Crecí viendo televisión, reality shows, escuché música popular y sabía que mi cultura, la que fuese en la que hubiera cultivado mis creencias y representaciones, tenía un sustrato que provenía de esa lejana y ajena Grecia de Jrysa y mucho de la mezcla abundante y desordenada de España y América: la religión católica, el malogrado sistema feudal, el diabólico amor a la tierra de los acaudalados ganaderos que aún creían en el mito del señor y el vasallo, la desconfianza de los indígenas, el color de su piel, sus ojos rasgados, su comida y su lengua.

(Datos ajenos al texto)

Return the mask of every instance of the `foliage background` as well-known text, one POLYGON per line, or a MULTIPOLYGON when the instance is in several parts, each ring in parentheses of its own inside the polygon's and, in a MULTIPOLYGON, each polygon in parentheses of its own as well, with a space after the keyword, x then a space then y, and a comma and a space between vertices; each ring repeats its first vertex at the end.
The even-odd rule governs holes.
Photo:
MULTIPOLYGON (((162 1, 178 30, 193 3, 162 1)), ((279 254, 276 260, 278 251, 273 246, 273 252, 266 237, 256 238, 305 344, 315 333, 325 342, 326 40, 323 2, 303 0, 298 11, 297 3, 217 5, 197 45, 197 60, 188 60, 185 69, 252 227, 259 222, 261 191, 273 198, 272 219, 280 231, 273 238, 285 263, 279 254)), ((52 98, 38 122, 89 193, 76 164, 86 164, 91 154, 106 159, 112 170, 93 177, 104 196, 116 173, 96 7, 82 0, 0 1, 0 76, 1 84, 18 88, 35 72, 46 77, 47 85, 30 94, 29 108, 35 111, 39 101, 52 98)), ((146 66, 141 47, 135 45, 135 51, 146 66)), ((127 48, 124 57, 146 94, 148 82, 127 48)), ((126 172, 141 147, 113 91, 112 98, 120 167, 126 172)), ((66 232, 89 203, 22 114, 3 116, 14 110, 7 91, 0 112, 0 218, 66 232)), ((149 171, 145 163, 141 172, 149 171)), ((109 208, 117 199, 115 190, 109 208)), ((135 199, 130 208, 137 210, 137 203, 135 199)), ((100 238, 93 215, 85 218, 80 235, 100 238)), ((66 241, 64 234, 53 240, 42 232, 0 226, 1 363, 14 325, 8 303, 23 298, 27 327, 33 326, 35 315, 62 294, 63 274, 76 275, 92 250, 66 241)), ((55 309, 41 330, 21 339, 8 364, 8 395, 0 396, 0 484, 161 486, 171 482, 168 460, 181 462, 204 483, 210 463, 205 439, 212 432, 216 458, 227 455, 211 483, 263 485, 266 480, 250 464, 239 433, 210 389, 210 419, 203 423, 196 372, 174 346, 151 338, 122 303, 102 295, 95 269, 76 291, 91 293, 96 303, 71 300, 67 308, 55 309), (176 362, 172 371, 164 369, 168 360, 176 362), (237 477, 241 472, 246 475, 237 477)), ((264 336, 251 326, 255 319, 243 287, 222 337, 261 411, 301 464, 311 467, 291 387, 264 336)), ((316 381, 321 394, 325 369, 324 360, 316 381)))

Éramos un montón de mestizos. Aún así, odiábamos parecernos a nosotros mismos: los ricos quisieron ser ingleses; los intelectuales, franceses; la clase media, gringa de Miami; y los pobres, ser como los mexicanos.

ocho

Creía que Robert Carlyle era un gran actor. Así que no le hice caso a la actitud inmadura y caprichosa de Jrysa y me reí más fuerte en las escenas en las que abundó el humor negro. Me comporté como un buen salvaje; poco me importó lo que Jrysa, que aparentaba cargar tres mil años de historia encima, pensara de mí, cuando me carcajeé a mandíbula batiente del baile de los seis perdedores británicos, feos y desnudos. Yo, un pobre inmigrante con apenas quinientos años de pasado. Cuando salimos del teatro estaba animado a invitarla una cerveza, pero ella me miró como si fuera Helena de Troya y yo Tersites, esa fea criatura que se atrevió a hablar en un consejo de sabios y bellos guerreros, que en el libro II de la Ilíada Homero describe como patizambo y cojo. Así que noté que esta pequeña Helena de Troya se consumía en su propia antipatía. —¿Te gustó? —me preguntó como alguien que ha perdido su tiempo. —Muchísimo, me pareció divertida —dije sin pensar en las consecuencias, pues aún deseaba saber a qué olía una cuca griega. —A mí no, ¿sabes? —dijo metiendo las manos en los bolsillos de su pantalón—, a mí me gustan las historias más profundas, que me dejan preguntas. —¿Y esta no te dejó preguntas? —No. —A mí, en cambio, me dejó muchas preguntas —dije mandando la chocha griega al carajo—. Por ejemplo, ¿deberíamos medir el índice de felicidad bruta de una sociedad, en vez de su producto interno bruto, como indicador de progreso? —Esa no es una buena pregunta —dijo—. Soy griega, ¿sabes?, yo necesito filosofar. Como no le pareció filosófica mi pregunta, Jrysa se despidió sin los acostumbrados besos en las mejillas, me dio la espalda y, con sus pies ligeros, abandonó la escena donde se representaba su tragedia y mi comedia, ¿o era al revés?, y me quedé parado en medio de la nada sin saber quién era, qué hacer, ni para dónde ir.

nueve

Me sentí como una especie de mutante: me comporté con la flema de los ingleses para evitar perder la compostura ante la tragedia, me  convertí en alguien semejante a un James Bond, quien luego de una pelea sale con la camisa limpia y como acabada de planchar. Caminé erguido, sin despelucarme, como vestido para asistir a la fiesta de gala donde la reina de Inglaterra; actué luego como un poeta desesperado en una chambre parisina, como un Ribeyro tentado por el fracaso, y lo detesté todo: el amor, el dinero, la familia, al profesor de literatura griega, a Jrysa. Pensé en Nicole Kidman y me propuse escribir sobre ella. Deseé emborracharme escuchando rancheras de Jorge Negrete. Mientras me alejaba hacia ninguna parte, pensé que Jrysa, mi ya lejana Helena de Troya, era fiel a sí misma y a su cultura, ella era griega, ella necesitaba filosofar. Yo, en cambio, me sentí como una especie de bárbaro que solo deseaba poseerla. Desde ese momento perdí mi interés por las griegas y me propuse conquistar a una lánguida y sensible musa alemana.